Sir Alex Ferguson mortifies his flesh, but to no avail.

It was never supposed to be this way. Things like this aren’t supposed to happen in football. An exciting day—that’s what we thought we would see. A contest. A game! Now the sole remaining question—the final, terrifying, all-important question—is how can we go on? How can we placate the wrath of a God who may no longer be willing to forgive us? How can we purify ourselves?

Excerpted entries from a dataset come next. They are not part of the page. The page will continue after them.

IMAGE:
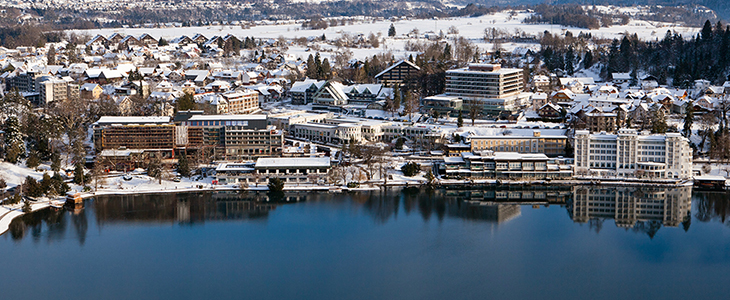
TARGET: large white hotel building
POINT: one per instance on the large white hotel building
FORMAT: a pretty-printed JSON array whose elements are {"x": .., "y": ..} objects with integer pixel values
[
  {"x": 497, "y": 89},
  {"x": 631, "y": 154}
]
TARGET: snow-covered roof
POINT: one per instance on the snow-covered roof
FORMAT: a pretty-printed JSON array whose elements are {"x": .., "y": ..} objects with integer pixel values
[
  {"x": 397, "y": 64},
  {"x": 132, "y": 120},
  {"x": 226, "y": 117},
  {"x": 293, "y": 162}
]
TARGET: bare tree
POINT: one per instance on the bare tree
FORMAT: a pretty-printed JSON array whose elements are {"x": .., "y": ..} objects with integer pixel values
[
  {"x": 474, "y": 109},
  {"x": 707, "y": 123},
  {"x": 411, "y": 104}
]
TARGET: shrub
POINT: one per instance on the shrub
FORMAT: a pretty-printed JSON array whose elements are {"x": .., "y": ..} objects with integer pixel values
[
  {"x": 410, "y": 169},
  {"x": 276, "y": 185}
]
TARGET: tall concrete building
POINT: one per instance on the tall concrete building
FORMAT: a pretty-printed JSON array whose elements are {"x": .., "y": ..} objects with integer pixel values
[
  {"x": 633, "y": 154},
  {"x": 490, "y": 86}
]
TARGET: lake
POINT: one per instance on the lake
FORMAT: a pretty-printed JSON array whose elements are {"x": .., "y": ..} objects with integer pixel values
[{"x": 580, "y": 242}]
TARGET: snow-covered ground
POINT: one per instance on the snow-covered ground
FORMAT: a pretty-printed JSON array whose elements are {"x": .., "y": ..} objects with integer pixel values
[
  {"x": 468, "y": 27},
  {"x": 15, "y": 174}
]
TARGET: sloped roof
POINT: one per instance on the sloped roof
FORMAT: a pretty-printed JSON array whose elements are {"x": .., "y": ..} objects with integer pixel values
[{"x": 397, "y": 64}]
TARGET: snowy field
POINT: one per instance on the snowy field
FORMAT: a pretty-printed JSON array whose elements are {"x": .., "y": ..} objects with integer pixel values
[{"x": 471, "y": 28}]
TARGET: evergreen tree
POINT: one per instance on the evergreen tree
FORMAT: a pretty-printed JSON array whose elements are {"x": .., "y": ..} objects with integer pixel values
[
  {"x": 183, "y": 166},
  {"x": 326, "y": 69},
  {"x": 79, "y": 173},
  {"x": 34, "y": 160},
  {"x": 32, "y": 188},
  {"x": 688, "y": 120},
  {"x": 55, "y": 162},
  {"x": 588, "y": 60},
  {"x": 707, "y": 31},
  {"x": 51, "y": 55},
  {"x": 311, "y": 67},
  {"x": 447, "y": 52},
  {"x": 14, "y": 141},
  {"x": 569, "y": 58},
  {"x": 410, "y": 169},
  {"x": 396, "y": 98},
  {"x": 275, "y": 185},
  {"x": 185, "y": 102},
  {"x": 659, "y": 122},
  {"x": 318, "y": 67}
]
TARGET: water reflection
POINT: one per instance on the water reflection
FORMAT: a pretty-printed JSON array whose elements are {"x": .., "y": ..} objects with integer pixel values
[
  {"x": 637, "y": 209},
  {"x": 642, "y": 209},
  {"x": 713, "y": 206}
]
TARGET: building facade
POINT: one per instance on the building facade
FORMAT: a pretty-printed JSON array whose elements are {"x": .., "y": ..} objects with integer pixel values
[
  {"x": 238, "y": 137},
  {"x": 300, "y": 170},
  {"x": 496, "y": 88},
  {"x": 550, "y": 145},
  {"x": 631, "y": 154}
]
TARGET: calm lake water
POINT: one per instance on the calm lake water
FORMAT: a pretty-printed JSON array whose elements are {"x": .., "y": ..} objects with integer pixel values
[{"x": 532, "y": 243}]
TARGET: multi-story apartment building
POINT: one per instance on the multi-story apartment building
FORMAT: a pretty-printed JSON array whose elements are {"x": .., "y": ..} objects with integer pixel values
[
  {"x": 493, "y": 87},
  {"x": 242, "y": 102},
  {"x": 631, "y": 154},
  {"x": 153, "y": 134},
  {"x": 238, "y": 137},
  {"x": 302, "y": 92},
  {"x": 628, "y": 205},
  {"x": 298, "y": 170},
  {"x": 53, "y": 89},
  {"x": 505, "y": 165},
  {"x": 398, "y": 73},
  {"x": 550, "y": 145},
  {"x": 23, "y": 81}
]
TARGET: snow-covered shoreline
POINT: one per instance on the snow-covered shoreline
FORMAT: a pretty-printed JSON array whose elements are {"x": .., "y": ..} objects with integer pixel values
[{"x": 8, "y": 214}]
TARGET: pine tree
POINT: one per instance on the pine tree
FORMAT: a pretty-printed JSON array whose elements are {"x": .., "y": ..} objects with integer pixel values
[
  {"x": 79, "y": 173},
  {"x": 569, "y": 58},
  {"x": 183, "y": 166},
  {"x": 326, "y": 69},
  {"x": 51, "y": 56},
  {"x": 688, "y": 120},
  {"x": 659, "y": 122},
  {"x": 396, "y": 98},
  {"x": 14, "y": 141},
  {"x": 588, "y": 60},
  {"x": 447, "y": 52},
  {"x": 34, "y": 160},
  {"x": 318, "y": 67},
  {"x": 311, "y": 67},
  {"x": 185, "y": 102}
]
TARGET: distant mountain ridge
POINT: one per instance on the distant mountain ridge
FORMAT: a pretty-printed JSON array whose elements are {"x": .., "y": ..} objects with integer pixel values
[{"x": 721, "y": 7}]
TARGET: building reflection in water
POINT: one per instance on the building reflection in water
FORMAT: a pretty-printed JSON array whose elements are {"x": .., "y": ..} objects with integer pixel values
[
  {"x": 643, "y": 209},
  {"x": 490, "y": 204},
  {"x": 187, "y": 207}
]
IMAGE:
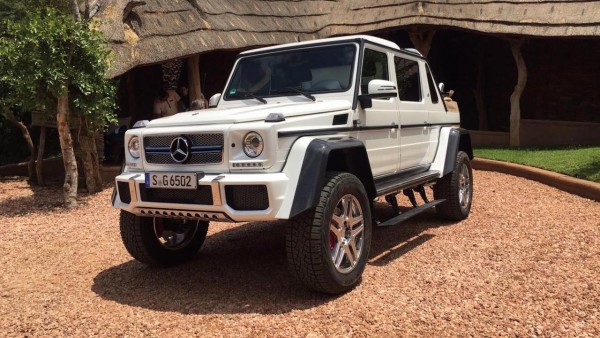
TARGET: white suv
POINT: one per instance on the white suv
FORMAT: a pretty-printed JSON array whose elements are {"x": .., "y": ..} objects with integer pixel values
[{"x": 309, "y": 132}]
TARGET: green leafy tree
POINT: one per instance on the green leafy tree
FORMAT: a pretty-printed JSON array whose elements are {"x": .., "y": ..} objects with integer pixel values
[{"x": 55, "y": 64}]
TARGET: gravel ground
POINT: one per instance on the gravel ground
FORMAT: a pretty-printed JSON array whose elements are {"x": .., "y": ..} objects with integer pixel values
[{"x": 525, "y": 263}]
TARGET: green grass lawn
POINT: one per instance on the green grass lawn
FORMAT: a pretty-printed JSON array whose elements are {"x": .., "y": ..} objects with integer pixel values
[{"x": 580, "y": 162}]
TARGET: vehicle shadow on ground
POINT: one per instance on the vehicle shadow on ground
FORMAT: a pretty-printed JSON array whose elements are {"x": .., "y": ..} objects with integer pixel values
[
  {"x": 44, "y": 198},
  {"x": 390, "y": 243},
  {"x": 239, "y": 270}
]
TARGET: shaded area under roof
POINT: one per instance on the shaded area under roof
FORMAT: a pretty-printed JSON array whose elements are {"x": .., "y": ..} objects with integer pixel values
[{"x": 152, "y": 31}]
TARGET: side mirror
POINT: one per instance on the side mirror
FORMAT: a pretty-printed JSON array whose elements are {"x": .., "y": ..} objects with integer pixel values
[
  {"x": 378, "y": 89},
  {"x": 214, "y": 100}
]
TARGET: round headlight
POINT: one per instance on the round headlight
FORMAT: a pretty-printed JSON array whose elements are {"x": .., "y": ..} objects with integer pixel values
[
  {"x": 134, "y": 147},
  {"x": 253, "y": 144}
]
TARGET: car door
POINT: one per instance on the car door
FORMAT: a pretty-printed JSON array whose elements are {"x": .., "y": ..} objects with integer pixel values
[
  {"x": 414, "y": 129},
  {"x": 378, "y": 124}
]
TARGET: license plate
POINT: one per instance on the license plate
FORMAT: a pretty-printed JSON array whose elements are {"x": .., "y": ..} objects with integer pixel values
[{"x": 172, "y": 180}]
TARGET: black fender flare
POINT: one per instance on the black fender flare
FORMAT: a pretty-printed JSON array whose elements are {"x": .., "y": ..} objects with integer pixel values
[
  {"x": 459, "y": 139},
  {"x": 322, "y": 155}
]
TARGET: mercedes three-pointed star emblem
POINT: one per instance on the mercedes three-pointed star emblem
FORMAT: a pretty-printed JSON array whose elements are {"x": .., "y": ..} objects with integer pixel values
[{"x": 180, "y": 149}]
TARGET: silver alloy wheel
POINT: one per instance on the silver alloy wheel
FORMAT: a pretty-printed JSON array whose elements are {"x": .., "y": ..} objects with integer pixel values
[
  {"x": 174, "y": 234},
  {"x": 464, "y": 186},
  {"x": 346, "y": 234}
]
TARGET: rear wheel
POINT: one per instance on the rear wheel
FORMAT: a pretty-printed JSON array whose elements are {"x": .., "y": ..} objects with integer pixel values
[
  {"x": 328, "y": 246},
  {"x": 457, "y": 189},
  {"x": 161, "y": 241}
]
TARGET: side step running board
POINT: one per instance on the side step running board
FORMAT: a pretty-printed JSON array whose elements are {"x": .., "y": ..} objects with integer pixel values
[{"x": 408, "y": 214}]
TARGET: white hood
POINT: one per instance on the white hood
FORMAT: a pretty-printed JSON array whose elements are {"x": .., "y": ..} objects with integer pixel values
[{"x": 248, "y": 114}]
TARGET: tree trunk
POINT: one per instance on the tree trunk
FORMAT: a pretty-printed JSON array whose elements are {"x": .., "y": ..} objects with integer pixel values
[
  {"x": 27, "y": 136},
  {"x": 195, "y": 89},
  {"x": 86, "y": 159},
  {"x": 90, "y": 159},
  {"x": 39, "y": 169},
  {"x": 97, "y": 163},
  {"x": 75, "y": 11},
  {"x": 421, "y": 39},
  {"x": 515, "y": 98},
  {"x": 66, "y": 146}
]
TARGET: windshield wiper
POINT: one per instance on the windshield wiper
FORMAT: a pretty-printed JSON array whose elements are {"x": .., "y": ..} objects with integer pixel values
[
  {"x": 248, "y": 94},
  {"x": 303, "y": 93}
]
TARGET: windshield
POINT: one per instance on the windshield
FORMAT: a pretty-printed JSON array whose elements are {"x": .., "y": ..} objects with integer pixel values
[{"x": 315, "y": 70}]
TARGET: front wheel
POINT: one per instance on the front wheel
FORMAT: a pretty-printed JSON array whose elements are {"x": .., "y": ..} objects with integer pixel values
[
  {"x": 161, "y": 241},
  {"x": 328, "y": 246},
  {"x": 457, "y": 189}
]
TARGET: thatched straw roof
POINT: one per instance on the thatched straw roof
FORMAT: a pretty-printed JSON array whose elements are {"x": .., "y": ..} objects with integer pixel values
[{"x": 152, "y": 31}]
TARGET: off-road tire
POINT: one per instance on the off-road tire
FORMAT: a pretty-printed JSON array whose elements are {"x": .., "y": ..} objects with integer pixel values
[
  {"x": 309, "y": 251},
  {"x": 139, "y": 238},
  {"x": 449, "y": 188}
]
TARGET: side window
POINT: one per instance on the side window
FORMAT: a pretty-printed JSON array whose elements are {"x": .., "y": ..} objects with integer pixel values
[
  {"x": 408, "y": 78},
  {"x": 375, "y": 66},
  {"x": 432, "y": 88}
]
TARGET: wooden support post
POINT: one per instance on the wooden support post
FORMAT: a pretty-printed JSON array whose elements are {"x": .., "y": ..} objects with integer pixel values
[
  {"x": 421, "y": 39},
  {"x": 515, "y": 98},
  {"x": 134, "y": 113},
  {"x": 479, "y": 93},
  {"x": 194, "y": 88}
]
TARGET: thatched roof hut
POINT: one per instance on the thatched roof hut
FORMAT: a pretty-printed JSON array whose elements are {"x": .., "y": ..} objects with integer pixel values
[
  {"x": 478, "y": 45},
  {"x": 151, "y": 31}
]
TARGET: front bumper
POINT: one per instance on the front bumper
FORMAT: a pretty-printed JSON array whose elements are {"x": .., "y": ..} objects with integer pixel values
[{"x": 225, "y": 197}]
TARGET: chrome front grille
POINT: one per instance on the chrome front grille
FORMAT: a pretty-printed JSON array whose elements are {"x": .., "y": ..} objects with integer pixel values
[{"x": 206, "y": 148}]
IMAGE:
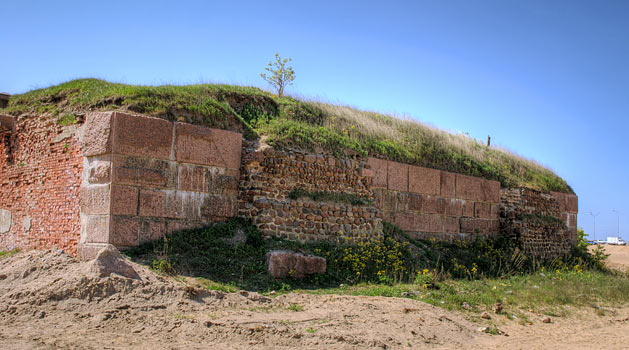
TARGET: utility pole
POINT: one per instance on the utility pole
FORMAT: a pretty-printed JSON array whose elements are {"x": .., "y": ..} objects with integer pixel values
[
  {"x": 617, "y": 222},
  {"x": 594, "y": 216}
]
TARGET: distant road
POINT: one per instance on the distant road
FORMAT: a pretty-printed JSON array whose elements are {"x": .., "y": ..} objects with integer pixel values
[{"x": 618, "y": 255}]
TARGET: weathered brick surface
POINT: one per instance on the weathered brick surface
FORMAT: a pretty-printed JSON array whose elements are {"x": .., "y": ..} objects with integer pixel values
[
  {"x": 146, "y": 172},
  {"x": 125, "y": 231},
  {"x": 40, "y": 177},
  {"x": 468, "y": 187},
  {"x": 95, "y": 199},
  {"x": 379, "y": 166},
  {"x": 448, "y": 189},
  {"x": 124, "y": 200},
  {"x": 424, "y": 180},
  {"x": 269, "y": 177},
  {"x": 142, "y": 136},
  {"x": 200, "y": 145},
  {"x": 96, "y": 229},
  {"x": 146, "y": 177},
  {"x": 524, "y": 216},
  {"x": 572, "y": 204},
  {"x": 482, "y": 210},
  {"x": 397, "y": 176},
  {"x": 98, "y": 135}
]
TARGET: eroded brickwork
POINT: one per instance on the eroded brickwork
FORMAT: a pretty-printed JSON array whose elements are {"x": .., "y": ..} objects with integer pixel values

How can we ever be safe?

Van der Sar Agonistes

The players writhe in agony.

The players cry out for help that does not come.

Wayne Rooney roars his defiance to the heavens as Ryan Giggs goes down.

5 comments
  • Look at the last picture, though—Carrick looks secretly pleased that the plague is happening.

    (By the way, I’ve been traveling for the last two days and haven’t had internet access. Every time I work up the courage to mug someone for their Blackberry, a police officer wanders by, quietly whistling an Irish air, swinging his billy club by the strap. Normal blog service resumes tomorrow.)

  • [Very glad to hear it. Don't get yourself arrested so close to the finish liiiiiiiine.]

  • How do I stop laughing @ Van Der Sar in the 2nd and 3rd photo?

    *newbie alert*


  • Guys!


    I’m comin’, guys!


    Hey! Don’t celebrate without me!


    I’m almost there!


    Here I am, guys!


    Somebody nooootice meeeeee!

  • *guffaws*

    No stop, I can’t take it anymore.